I have likened some of Vladimir Putin's actions - particularly his excuse of invading Ukraine to "protect ethnic Russians" to some of Adolph Hitler's actions in the 1930's in the lead up to World War II. Like all comparisons, the fit is not perfect, but there are indeed some uncanny parallels as laid out in a column in the Washington Post. While Putin is hopefully not as insane as Hitler - and therefore, hopefully capable of avoiding a disaster such as was launched in August, 1914 - the situation remains most dangerous. Here are some column excerpts:
The mother of all analogies, of course, is the Hitler analogy. No less an authority than former secretary of state (and possible future presidential candidate) Hillary Clinton has reportedly likened the Russian president’s excuse for invading Ukraine — the “defense” of ethnic Russians — to Hitler’s claim that he needed to protect ethnic Germans in Czechoslovakia.1939 is not the only year with possible analogy - think 1914 when the competing alliances of Germany and Austria on the one side and that of France, Russia and Great Britain on the other dragged Europe into World War I and unleashed a horror that none of the participants ever contemplated.
Superficially plausible though the Hitler-Putin comparison may be, just how precisely does it fit?
In some respects, alarmingly so. As young men, both Hitler and Putin zealously served their countries on the front lines of international conflict, one as a German soldier on the Western Front in World War I, the other as a Soviet KGB officer in East Germany during the Cold War.
Each was cast adrift when the empire upon which he had staked his future collapsed. In “Mein Kampf,” Hitler wrote that “everything went black before my eyes” when he heard of Germany’s capitulation in 1918; his heart filled with “hatred for the originators of this dastardly crime.” Putin has recalled the dramatic moment when he felt obliged to hide his Soviet Communist Party membership card in a desk drawer; he has said that the collapse of the Soviet Union was “a genuine tragedy” for the Russian people.
Each considered his nation no more culpable than any other for the global conflict that precipitated its downfall — its humiliation therefore not only undeserved but also inexplicable, except as the product of weakness, betrayal and conspiracy. For each man, post-imperial chaos in their respective countries bred profound contempt for Western-style freedom and democracy.
For both, agreements codifying their respective countries’ defeats — the Treaty of Versailles for Hitler, NATO’s eastward expansion for Putin — represented not international law but victor’s justice, which trampled legitimate national interests and stranded millions of their respective ethnic brethren in new nations that outside powers had set up, hypocritically, in the name of self-determination.
Having attained power in their respective societies, Hitler and Putin both set their sights on economic and military renewal and on reversing their respective nations’ unjust humiliation, by force if necessary.
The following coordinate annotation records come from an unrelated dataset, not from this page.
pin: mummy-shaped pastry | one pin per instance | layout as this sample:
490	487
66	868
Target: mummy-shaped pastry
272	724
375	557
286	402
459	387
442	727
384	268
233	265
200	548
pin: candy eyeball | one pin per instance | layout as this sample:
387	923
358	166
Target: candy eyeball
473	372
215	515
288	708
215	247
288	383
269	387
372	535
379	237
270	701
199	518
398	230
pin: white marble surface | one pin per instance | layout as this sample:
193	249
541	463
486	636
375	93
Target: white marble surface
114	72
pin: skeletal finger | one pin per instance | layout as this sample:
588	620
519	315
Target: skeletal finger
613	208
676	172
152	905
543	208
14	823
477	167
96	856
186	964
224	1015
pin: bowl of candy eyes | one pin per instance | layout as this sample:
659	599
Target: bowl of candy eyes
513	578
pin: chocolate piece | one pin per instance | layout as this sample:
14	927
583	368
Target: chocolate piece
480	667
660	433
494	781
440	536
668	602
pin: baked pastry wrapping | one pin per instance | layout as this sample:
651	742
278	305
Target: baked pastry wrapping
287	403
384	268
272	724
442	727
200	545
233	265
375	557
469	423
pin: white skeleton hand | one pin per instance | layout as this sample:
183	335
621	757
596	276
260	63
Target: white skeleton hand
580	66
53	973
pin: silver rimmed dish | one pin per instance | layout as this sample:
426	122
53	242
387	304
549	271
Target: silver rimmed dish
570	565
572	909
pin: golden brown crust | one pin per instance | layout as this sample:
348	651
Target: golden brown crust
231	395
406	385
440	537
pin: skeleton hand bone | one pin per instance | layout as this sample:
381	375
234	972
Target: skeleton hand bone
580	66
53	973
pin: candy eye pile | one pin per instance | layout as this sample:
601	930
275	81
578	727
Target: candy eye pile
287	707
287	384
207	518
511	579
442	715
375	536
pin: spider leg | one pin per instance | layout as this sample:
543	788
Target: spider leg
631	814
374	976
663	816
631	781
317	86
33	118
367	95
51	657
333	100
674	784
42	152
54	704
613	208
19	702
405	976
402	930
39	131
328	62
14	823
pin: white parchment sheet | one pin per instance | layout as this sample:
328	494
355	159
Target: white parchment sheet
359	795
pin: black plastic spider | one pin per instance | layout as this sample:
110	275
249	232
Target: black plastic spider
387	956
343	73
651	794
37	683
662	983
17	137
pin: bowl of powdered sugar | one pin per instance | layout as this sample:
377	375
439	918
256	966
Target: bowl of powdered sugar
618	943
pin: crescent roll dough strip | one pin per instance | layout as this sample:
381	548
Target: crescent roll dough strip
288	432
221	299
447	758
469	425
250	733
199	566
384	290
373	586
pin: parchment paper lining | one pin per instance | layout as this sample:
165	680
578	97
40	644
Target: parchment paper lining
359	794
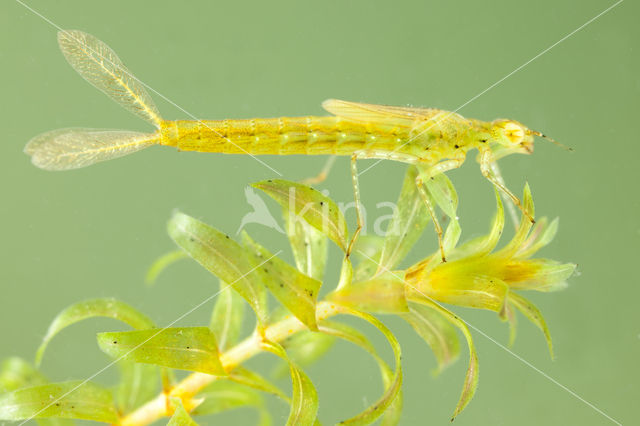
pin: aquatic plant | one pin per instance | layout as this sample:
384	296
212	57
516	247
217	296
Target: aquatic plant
303	328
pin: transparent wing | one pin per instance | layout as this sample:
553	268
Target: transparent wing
73	148
100	66
403	116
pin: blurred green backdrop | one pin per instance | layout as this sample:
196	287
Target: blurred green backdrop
93	232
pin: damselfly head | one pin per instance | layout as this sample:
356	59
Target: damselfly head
513	135
542	135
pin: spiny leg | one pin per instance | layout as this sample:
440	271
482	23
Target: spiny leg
485	166
510	205
428	173
356	195
432	212
324	173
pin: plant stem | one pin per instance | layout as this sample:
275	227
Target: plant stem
194	383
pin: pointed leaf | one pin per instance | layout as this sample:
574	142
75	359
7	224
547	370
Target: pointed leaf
407	225
71	400
471	378
256	381
304	402
306	347
513	322
162	263
384	294
392	381
296	291
308	244
443	193
533	314
539	274
180	416
367	250
227	316
183	348
310	205
138	384
523	229
541	235
436	331
223	395
107	307
223	257
16	373
484	245
346	273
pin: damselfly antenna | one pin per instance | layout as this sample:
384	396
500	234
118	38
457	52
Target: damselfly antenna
553	141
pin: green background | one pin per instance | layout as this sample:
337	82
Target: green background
93	232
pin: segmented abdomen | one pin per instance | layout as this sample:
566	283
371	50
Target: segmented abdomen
281	136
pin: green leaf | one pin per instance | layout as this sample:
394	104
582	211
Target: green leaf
367	250
533	314
520	236
180	416
309	245
183	348
392	380
407	224
443	193
296	291
484	245
138	384
227	316
304	402
224	395
306	347
383	294
71	400
255	381
541	235
223	257
16	373
310	205
436	331
346	273
471	378
162	263
106	307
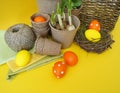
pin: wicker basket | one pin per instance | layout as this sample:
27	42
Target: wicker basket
107	13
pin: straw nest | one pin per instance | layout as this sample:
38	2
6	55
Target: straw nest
107	13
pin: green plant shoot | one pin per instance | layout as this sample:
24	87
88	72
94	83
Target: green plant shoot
53	18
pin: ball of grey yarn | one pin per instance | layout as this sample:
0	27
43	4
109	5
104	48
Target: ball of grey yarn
19	37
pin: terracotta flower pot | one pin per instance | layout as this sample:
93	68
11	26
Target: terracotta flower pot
40	28
46	46
65	37
47	6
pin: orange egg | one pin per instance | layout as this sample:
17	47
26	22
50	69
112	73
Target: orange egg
94	24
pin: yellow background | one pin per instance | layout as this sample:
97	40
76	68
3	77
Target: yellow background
94	73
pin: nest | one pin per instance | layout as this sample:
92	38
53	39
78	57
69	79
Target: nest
107	13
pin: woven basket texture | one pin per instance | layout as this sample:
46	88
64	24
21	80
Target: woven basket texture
107	13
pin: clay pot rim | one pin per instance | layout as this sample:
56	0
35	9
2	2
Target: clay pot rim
37	14
66	29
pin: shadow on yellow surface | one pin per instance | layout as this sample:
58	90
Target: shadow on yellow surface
94	73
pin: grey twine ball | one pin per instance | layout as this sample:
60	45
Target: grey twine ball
20	36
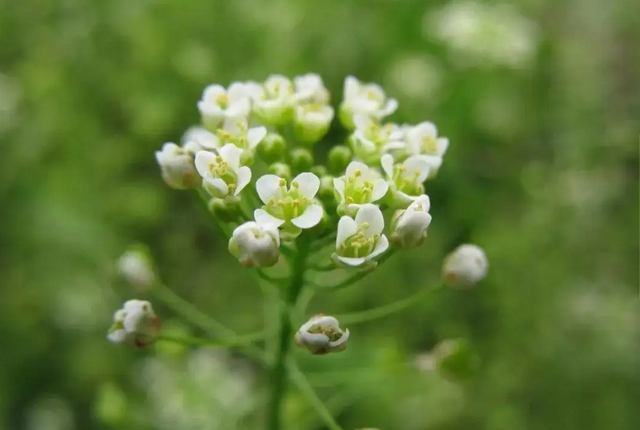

The latter co-opted some former Soviet republics and militarily occupied others, just as Hitler marched the Wehrmacht into the Rhineland in 1936, took Czechoslovakia in 1938 — and, well, you get the idea.
It’s at this point, however, that the analogy begins to break down. Whereas Hitler was an ideologue and a charismatic movement leader, Putin is an opportunist, a political mafioso who schemed his way to power and clings to it for its own sake.
Immense as his sense of Russian grievance, or his hostility toward Muslims or gays, may be, Putin is not driven by the kind of all-encompassing racism that led Hitler to perpetrate the Holocaust, or by anything like the crazed notion of Lebensraum that motivated Hitler’s attempted conquests in the East.
Unlike Hitler, Putin must temper his adventurism with due regard for a West that, however war-weary, fractious and self-absorbed it may be, is still powerful enough to cripple his economy — and still headed by a United States that possesses a nuclear deterrent and is formally committed to defend its NATO allies. (Of course, unlike Hitler, Putin has nukes, too.)
In short, Putin’s capabilities and intentions, in the context of the power arrayed against him, make him more capable of rational calculation and more containable than Hitler — but still plenty dangerous.
The nightmare scenario, though, is that recent events have permanently destabilized Ukraine and that the resulting shock waves will slowly radiate to the Baltic states, former Soviet republics with large Russian minorities. As NATO members, they enjoy a guarantee of Western help against external aggression — as Poland did in 1939.